Thursday, March 27, 2008

Mae Sai

Mae Sai - Taichilek border crossing, from Mae Sai
I'm back in Thailand, in the lovely, seedy border town of Mae Sai. I'll be heading back to Chiang Mai in a few hours. I have lots of photos and stories to put up, but I'm going to wait for a better internet connection to do so.

Let me just say that Burma is a strange, strange place. When you step across the border, you set your watch back 30 minutes, and move back in time a half a century. It's a dictatorship, but one held together with carbon copies, handwritten account books and library paste. The streets are dirt, the houses bamboo and thatch, the vehicles improvised, held together with hope and wire. More than anywhere else I've ever been, it's a place apart. And yet...the thing I've come to understand, above all, is that Burma's isolation doesn't --as it were-- happen in isolation. The life is being sucked out of the country, and that's very, very good for the rest of the region. Whether their interests are in gas, oil, timber, hydropower, gems, drugs or labor, powerful people in the surrounding countries benefit from Burma staying exactly as it is. The chaos in Burma allows for ruthless extraction of its resources in a way that would never be possible in a country where the government bears any accountability to its people. Thailand benefits, China benefits, India benefits, the Burmese junta benefits -- and the Burmese people are left to pay the price.

This, I think, is the most important story about Burma, and I'm working on how to communicate it through the frame of the issue I'm focusing on.

Thursday, March 20, 2008


Smoking Lounge, Taipei Airport
Made it to Taipei, Taiwan. Confirming, once again, that airports (at least the big ones) are pretty much identical the world over -- though this one is a bit chillier than average. Points for free wireless. Demerits for bad, overpriced coffee.
2 more flights to go.

Wednesday, March 19, 2008

Heading off..

I'm off to the airport in just a few minutes, to Chiang Mai, Thailand via Taipei and Bangkok. I'll try to post again when I arrive.

Friday, March 14, 2008


Fall Creek
Snow? In upstate New York? In March?
This is something that should have occurred to me in advance. But living in California has made me soft.

Monday, March 10, 2008


The (semi)final cut of my series on the drag show at Marlena's Bar in Hayes Valley:

Check out a few more from the series on my flickr acount

Friday, March 07, 2008

Traveler's Song

My loving mother, thread in hand,
Mended the coat I have on now,
Stitch by stitch, just before I left home,
Thinking I might be gone a long time.
How can a blade of young grass
Ever repay the warmth of the Spring sun?

- Meng Jia, translated from the Chinese by Mingfong Ho
I looked up, and discovered February had already slipped through my hands.

Wednesday, March 05, 2008

Adventures of Isabel

I’ve been asked a few times lately, so: the title “Adventures of Isabel” refers to a poem by Ogden Nash about a little girl who refuses to be intimidated by anything or anyone.
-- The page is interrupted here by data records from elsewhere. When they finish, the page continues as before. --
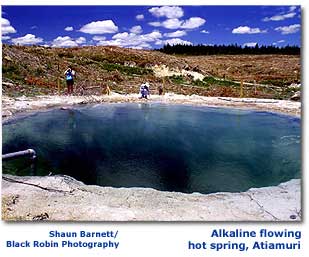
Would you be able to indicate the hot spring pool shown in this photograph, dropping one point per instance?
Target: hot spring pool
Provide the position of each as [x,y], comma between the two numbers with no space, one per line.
[166,147]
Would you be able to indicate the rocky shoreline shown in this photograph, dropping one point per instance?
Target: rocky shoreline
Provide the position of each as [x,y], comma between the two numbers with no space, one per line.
[63,198]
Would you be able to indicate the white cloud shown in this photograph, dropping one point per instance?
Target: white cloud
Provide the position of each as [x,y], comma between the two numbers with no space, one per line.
[280,17]
[193,22]
[100,27]
[176,41]
[139,17]
[171,24]
[178,33]
[169,12]
[133,40]
[136,29]
[64,42]
[80,40]
[123,35]
[247,30]
[155,24]
[288,29]
[98,38]
[28,39]
[292,8]
[250,44]
[6,27]
[68,29]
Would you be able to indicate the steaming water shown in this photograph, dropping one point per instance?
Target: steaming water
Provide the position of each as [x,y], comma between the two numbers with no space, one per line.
[166,147]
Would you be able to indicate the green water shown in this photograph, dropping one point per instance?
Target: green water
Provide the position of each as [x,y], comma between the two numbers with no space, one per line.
[166,147]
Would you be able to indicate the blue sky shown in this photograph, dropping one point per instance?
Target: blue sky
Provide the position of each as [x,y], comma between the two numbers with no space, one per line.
[150,27]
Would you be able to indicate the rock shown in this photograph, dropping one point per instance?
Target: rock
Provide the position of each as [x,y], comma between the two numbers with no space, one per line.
[129,64]
[8,58]
[64,198]
[296,96]
[6,113]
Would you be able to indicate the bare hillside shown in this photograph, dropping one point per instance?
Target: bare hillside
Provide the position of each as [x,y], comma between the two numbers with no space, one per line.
[36,70]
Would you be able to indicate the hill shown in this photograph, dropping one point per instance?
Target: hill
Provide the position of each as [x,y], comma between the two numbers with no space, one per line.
[33,70]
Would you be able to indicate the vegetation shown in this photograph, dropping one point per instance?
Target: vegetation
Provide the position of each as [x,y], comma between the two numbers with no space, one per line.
[233,49]
[34,70]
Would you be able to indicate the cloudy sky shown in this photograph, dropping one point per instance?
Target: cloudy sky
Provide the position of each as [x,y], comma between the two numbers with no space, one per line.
[150,27]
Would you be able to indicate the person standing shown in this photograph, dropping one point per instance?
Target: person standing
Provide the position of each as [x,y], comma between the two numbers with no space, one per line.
[69,76]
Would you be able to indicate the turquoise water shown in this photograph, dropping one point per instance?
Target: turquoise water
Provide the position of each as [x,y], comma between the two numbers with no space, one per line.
[166,147]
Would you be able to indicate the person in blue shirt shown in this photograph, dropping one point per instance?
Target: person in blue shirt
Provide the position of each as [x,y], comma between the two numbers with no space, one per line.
[69,77]
[144,90]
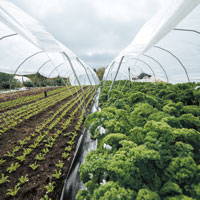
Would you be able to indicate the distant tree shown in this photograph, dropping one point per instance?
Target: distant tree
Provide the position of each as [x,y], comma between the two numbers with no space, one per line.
[5,81]
[100,72]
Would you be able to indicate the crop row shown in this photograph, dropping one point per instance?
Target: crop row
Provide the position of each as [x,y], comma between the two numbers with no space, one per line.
[48,124]
[14,117]
[27,99]
[47,140]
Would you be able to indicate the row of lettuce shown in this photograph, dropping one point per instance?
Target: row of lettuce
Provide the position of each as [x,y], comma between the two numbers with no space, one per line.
[148,143]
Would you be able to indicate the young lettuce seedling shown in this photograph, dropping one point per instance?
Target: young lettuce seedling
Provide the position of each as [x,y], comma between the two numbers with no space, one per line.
[13,192]
[3,179]
[23,179]
[50,187]
[13,167]
[34,166]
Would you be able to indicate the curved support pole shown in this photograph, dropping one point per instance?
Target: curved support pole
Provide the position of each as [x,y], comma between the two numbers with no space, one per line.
[48,61]
[74,72]
[145,63]
[113,63]
[55,69]
[186,30]
[8,36]
[111,86]
[90,70]
[179,61]
[81,63]
[155,60]
[24,61]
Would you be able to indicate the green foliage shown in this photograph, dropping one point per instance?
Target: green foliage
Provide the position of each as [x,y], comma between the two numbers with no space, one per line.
[145,194]
[50,187]
[23,179]
[3,179]
[170,188]
[13,192]
[153,130]
[13,167]
[112,191]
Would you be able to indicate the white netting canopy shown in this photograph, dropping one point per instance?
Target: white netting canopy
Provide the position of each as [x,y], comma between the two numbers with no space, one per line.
[27,48]
[167,47]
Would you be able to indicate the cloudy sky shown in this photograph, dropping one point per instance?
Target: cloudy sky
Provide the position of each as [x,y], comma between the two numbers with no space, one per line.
[96,30]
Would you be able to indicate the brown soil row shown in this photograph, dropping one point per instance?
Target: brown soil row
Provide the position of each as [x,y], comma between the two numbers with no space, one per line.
[34,189]
[14,95]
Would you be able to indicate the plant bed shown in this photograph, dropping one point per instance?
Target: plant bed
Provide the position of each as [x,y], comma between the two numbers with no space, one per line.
[40,149]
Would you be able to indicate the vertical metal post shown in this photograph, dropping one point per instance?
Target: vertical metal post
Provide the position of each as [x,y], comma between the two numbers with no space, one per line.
[179,61]
[111,87]
[24,61]
[74,72]
[84,69]
[167,78]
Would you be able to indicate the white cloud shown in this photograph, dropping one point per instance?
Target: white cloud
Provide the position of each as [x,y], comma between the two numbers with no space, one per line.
[96,30]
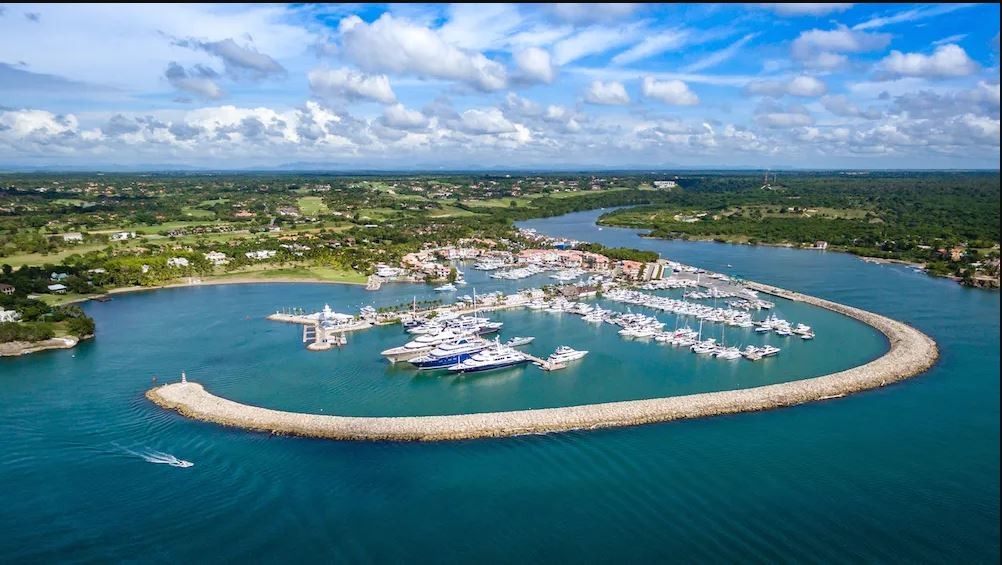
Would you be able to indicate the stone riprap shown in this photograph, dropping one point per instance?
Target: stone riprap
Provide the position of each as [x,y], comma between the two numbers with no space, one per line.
[911,353]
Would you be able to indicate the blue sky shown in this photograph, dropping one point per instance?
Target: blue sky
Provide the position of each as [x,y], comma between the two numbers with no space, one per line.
[543,85]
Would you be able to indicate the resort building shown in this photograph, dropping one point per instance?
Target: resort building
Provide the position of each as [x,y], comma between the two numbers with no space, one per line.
[261,254]
[9,316]
[216,258]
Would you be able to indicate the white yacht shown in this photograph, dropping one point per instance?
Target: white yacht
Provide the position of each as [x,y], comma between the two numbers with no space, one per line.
[498,357]
[420,346]
[565,355]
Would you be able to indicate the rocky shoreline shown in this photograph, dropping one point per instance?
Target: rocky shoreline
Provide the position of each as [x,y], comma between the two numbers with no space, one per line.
[911,353]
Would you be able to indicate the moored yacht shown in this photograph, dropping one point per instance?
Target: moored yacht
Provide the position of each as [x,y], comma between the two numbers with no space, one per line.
[498,357]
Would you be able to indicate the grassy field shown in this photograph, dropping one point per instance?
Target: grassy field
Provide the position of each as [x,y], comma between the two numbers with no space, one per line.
[312,205]
[448,211]
[54,258]
[196,212]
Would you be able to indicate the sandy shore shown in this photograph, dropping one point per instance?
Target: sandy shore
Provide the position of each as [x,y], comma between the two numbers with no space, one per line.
[910,354]
[14,349]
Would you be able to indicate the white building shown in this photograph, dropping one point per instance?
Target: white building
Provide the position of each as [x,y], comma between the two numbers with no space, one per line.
[261,254]
[9,316]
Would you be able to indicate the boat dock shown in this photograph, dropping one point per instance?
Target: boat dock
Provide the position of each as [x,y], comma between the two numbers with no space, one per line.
[543,364]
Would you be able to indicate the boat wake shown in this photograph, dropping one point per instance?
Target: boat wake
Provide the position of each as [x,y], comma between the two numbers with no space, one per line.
[157,457]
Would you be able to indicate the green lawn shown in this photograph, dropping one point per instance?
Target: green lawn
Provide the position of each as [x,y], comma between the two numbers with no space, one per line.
[325,273]
[54,258]
[448,211]
[196,212]
[312,205]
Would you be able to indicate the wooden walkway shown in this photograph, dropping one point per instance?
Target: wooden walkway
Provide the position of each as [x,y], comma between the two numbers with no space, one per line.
[543,364]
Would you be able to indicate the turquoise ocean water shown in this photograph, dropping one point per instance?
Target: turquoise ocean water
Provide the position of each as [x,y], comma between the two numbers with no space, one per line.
[908,473]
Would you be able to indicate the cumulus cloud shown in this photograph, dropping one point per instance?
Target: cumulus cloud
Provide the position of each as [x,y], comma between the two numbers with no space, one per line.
[803,85]
[840,105]
[484,121]
[396,45]
[947,61]
[806,9]
[401,117]
[824,49]
[351,85]
[238,61]
[806,86]
[673,92]
[610,93]
[199,80]
[772,115]
[534,64]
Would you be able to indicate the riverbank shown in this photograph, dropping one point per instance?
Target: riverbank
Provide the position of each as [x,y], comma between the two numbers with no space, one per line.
[911,353]
[15,349]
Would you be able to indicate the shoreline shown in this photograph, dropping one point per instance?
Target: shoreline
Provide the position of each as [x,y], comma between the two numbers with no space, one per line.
[210,283]
[911,353]
[17,349]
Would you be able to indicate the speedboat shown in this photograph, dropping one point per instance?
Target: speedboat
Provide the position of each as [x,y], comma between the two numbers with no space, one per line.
[563,354]
[451,353]
[499,357]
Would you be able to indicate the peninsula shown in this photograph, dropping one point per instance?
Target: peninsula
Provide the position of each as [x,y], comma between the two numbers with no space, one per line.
[911,353]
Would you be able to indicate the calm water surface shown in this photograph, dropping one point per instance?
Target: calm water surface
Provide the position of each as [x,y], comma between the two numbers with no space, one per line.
[908,473]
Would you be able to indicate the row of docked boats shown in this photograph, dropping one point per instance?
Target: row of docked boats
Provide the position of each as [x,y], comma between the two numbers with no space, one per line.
[729,317]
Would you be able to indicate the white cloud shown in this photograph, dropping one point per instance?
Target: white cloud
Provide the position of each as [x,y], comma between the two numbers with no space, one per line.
[535,64]
[397,115]
[946,61]
[840,105]
[395,45]
[655,44]
[717,57]
[673,92]
[806,86]
[199,80]
[591,13]
[590,41]
[910,16]
[806,9]
[802,85]
[610,93]
[352,85]
[823,49]
[485,121]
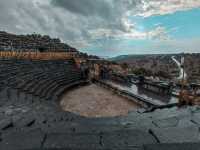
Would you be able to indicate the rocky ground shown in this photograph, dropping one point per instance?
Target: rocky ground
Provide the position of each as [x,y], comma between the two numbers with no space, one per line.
[94,101]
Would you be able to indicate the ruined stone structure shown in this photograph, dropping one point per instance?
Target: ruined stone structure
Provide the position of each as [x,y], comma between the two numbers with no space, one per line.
[34,42]
[31,85]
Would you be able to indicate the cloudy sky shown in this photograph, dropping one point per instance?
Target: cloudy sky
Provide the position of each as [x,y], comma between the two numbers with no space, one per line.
[109,27]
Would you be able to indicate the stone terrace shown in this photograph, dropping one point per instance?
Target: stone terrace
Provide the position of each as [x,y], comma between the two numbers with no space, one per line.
[34,42]
[30,117]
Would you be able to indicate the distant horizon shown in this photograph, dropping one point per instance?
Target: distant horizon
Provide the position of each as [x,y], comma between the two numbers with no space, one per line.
[109,27]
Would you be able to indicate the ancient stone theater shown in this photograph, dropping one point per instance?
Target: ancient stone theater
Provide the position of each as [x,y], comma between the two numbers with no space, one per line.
[53,97]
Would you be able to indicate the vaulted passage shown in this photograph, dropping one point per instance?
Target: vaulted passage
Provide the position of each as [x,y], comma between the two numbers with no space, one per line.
[95,101]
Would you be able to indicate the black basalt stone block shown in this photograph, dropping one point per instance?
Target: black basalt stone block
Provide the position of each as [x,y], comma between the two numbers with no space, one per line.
[174,146]
[22,140]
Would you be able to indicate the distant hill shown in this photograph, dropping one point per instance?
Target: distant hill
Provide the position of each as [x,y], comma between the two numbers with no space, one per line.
[163,64]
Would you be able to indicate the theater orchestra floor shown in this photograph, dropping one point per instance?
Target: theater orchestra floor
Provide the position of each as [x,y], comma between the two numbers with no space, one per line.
[95,101]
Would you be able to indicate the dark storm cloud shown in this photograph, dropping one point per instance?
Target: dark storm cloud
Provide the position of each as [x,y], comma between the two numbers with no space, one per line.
[101,8]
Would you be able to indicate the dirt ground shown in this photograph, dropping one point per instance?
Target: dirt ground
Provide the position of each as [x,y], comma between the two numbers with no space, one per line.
[95,101]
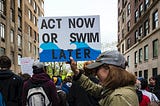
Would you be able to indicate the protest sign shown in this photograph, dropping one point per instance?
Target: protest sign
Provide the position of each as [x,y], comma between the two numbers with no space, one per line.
[26,65]
[63,37]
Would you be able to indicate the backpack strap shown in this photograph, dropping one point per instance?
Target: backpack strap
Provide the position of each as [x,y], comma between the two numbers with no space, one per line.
[5,92]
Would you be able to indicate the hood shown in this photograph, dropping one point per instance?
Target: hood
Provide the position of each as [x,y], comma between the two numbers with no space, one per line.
[5,74]
[40,78]
[106,91]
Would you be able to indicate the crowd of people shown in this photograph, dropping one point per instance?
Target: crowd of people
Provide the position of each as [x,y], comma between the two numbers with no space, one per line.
[103,82]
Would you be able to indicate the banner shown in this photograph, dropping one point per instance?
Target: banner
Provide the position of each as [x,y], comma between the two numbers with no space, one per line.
[63,37]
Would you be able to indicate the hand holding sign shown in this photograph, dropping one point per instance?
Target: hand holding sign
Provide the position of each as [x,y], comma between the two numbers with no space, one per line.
[63,37]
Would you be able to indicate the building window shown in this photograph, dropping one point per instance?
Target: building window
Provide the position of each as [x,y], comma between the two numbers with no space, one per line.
[140,9]
[122,48]
[2,30]
[122,33]
[35,49]
[154,72]
[2,7]
[146,53]
[128,9]
[136,36]
[146,28]
[19,22]
[146,4]
[128,43]
[30,47]
[128,26]
[135,73]
[155,48]
[123,17]
[29,31]
[12,10]
[140,31]
[135,57]
[136,16]
[34,6]
[128,60]
[30,1]
[140,55]
[12,36]
[19,3]
[19,41]
[35,35]
[30,15]
[140,73]
[19,59]
[12,57]
[155,19]
[146,74]
[2,51]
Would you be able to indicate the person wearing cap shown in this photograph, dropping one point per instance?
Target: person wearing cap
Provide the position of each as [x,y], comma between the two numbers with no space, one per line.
[40,77]
[117,85]
[10,83]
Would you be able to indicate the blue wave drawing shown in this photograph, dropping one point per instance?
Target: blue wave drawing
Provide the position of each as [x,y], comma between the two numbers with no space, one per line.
[82,52]
[49,46]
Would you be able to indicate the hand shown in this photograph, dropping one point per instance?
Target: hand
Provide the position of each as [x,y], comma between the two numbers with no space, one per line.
[73,65]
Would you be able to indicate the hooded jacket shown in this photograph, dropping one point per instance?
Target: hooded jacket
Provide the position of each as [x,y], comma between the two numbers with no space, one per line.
[11,87]
[122,96]
[48,85]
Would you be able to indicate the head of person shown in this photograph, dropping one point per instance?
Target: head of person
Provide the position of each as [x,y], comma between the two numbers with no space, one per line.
[5,62]
[87,72]
[38,67]
[152,81]
[144,83]
[110,69]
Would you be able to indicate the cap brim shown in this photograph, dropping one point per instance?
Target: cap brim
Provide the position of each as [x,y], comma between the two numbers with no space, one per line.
[94,65]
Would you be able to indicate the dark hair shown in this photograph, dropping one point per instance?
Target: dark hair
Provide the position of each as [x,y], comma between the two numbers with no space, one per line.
[144,83]
[38,70]
[118,77]
[5,62]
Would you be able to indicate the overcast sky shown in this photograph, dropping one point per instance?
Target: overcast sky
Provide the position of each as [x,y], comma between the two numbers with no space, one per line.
[107,9]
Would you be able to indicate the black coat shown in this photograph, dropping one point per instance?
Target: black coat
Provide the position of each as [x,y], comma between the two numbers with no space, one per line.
[79,97]
[11,87]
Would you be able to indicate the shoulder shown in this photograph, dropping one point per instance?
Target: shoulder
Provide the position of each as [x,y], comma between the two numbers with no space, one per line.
[16,77]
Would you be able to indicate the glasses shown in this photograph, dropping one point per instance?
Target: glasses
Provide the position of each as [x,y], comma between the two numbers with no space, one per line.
[105,66]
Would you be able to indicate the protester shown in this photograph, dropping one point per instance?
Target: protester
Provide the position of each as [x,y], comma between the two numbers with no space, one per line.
[117,85]
[144,85]
[154,86]
[40,78]
[10,83]
[77,95]
[25,76]
[143,99]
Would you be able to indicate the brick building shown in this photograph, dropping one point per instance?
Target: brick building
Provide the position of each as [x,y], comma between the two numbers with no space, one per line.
[139,35]
[18,29]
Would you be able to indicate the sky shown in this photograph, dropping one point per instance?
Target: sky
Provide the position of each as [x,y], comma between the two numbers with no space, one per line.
[106,9]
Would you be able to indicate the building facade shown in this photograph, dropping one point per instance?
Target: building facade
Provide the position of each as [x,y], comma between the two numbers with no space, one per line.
[139,35]
[18,29]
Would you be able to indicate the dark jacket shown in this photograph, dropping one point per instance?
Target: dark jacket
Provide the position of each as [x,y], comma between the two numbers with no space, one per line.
[48,85]
[79,97]
[11,87]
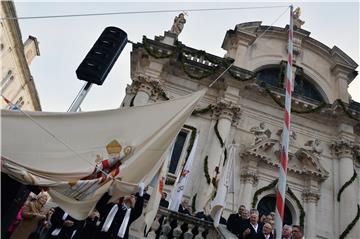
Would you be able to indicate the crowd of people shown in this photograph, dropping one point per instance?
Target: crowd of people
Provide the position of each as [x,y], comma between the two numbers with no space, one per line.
[112,220]
[246,224]
[107,220]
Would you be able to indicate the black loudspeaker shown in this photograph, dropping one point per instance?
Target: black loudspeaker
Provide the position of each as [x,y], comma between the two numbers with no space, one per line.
[102,56]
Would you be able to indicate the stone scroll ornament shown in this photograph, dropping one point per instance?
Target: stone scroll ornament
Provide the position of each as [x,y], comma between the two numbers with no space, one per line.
[178,25]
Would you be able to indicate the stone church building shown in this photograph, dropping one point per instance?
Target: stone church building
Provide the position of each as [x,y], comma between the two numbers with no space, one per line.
[245,107]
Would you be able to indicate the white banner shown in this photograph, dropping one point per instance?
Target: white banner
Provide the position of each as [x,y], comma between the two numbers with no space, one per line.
[79,155]
[178,190]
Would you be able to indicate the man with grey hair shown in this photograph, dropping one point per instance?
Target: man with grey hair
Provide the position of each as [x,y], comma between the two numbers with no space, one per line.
[253,230]
[297,232]
[286,233]
[267,232]
[236,221]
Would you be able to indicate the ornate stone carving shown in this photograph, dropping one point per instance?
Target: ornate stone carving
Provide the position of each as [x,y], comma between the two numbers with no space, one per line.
[292,136]
[313,146]
[178,25]
[227,110]
[303,162]
[343,147]
[249,177]
[147,84]
[260,132]
[310,196]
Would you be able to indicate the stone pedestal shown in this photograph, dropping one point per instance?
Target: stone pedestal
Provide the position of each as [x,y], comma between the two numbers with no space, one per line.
[310,198]
[225,114]
[249,179]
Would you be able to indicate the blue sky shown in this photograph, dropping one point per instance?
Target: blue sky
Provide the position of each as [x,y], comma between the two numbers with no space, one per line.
[64,42]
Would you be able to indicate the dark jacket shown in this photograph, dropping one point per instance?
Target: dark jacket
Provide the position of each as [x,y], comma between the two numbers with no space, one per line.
[135,213]
[236,224]
[253,234]
[58,222]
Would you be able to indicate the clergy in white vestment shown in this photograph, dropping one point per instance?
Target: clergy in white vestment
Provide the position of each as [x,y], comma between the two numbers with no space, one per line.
[119,216]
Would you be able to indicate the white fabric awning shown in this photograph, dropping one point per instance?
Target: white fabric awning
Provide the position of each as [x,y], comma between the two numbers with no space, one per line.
[58,150]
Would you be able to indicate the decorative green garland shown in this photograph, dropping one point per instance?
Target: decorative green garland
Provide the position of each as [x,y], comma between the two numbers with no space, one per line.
[351,225]
[302,212]
[261,190]
[193,76]
[152,53]
[206,170]
[346,111]
[352,179]
[193,203]
[240,78]
[292,195]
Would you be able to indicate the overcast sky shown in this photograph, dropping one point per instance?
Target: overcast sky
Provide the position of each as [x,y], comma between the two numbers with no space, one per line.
[64,42]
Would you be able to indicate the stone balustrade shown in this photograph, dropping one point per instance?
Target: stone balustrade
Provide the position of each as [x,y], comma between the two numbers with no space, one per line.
[170,224]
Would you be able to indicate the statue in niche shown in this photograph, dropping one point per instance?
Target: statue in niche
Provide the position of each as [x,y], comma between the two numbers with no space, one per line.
[313,146]
[179,23]
[296,16]
[260,132]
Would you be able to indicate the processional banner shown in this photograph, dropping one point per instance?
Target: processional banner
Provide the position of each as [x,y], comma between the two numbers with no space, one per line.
[78,156]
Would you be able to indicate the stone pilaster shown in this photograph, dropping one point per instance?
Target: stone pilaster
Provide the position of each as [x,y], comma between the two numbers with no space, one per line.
[310,198]
[225,114]
[344,149]
[146,88]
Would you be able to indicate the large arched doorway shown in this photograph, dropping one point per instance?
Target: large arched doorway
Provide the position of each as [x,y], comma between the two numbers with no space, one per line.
[267,205]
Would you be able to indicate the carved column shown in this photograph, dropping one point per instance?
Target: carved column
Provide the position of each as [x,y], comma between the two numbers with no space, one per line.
[249,178]
[310,198]
[343,149]
[146,88]
[226,114]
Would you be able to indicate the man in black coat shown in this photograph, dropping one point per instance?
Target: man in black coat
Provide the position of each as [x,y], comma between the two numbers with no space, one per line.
[267,232]
[63,226]
[163,202]
[236,221]
[118,220]
[253,229]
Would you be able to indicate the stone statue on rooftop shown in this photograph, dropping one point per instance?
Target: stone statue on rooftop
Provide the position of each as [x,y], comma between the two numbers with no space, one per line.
[178,25]
[296,16]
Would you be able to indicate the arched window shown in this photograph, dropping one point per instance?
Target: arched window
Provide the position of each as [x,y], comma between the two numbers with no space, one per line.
[267,205]
[303,86]
[177,151]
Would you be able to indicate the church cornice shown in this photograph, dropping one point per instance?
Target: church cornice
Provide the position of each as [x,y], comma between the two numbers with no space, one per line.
[266,152]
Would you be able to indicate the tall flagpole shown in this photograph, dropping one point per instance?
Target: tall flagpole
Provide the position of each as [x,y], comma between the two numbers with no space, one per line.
[280,193]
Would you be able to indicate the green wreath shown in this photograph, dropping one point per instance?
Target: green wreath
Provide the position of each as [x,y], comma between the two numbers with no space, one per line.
[292,195]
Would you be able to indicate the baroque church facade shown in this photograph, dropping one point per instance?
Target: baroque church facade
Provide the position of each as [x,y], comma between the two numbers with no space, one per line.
[245,107]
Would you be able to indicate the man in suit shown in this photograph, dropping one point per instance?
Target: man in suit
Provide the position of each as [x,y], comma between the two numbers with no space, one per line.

Those of you who were never a little girl named Isabel may find it a bit obscure, but she’s always been an inspiration to me…

Saturday, March 01, 2008

The Other Peace Process in Mindanao

While public attention is focused on peace negotiations between the Philippine Government and the Moro Islamic Liberation Front and the Communist Party of the Philippines, a third, much quieter peace process has been underway in Mindanao. Since 2003, the Revolutionary Worker's Party of Mindanao (Rebolusyonaryang Partido ng Manggagawa ng Mindanao - RPM-M) has been in negotiation with the government to end three decades of conflict.

Mediated by Balay Mindanaw, a local NGO, and conducted locally, transparently, and with the involvement of the affected communities, this "other peace process" is focused on identifying and meeting the needs of villagers before an agreement is signed.

By giving all affected parties ownership over the process, focusing on the needs of communities rather than politicians, and avoiding high-profile international involvement, the process has avoided much of the chaos, violence and media posturing that mars negotiations with the MILF and the CPP. Unfortunately, corruption and insincerity on the part of the government and government contractors (and the unwillingness of international agencies to give aid before a final agreement is brokered) threaten to undermine the process. Villagers often do not see the infrastructure projects they are promised -- and every time the government fails to deliver its side of the bargain, it becomes more difficult to reengage communities in the peace talks.

I had the chance to meet with Balay Mindanaw president Kaloy Manlupig earlier this week, and was very impressed by his commitment to the peace process. I'm hoping to visit the affected areas this summer, so more on this later...

(And I'm going to quickly note here that US involvement in the region is, of course, complicating this process as well -- partly by pushing the Philippine government further towards a manichaean division between "good guys" and "bad guys" that discourages negotiation with "enemies" and "terrorists" like the RPM-M and the villagers who support them, and partly by threatening to disrupt the ceasefire in its hunt for "terrorists" in Mindanao.)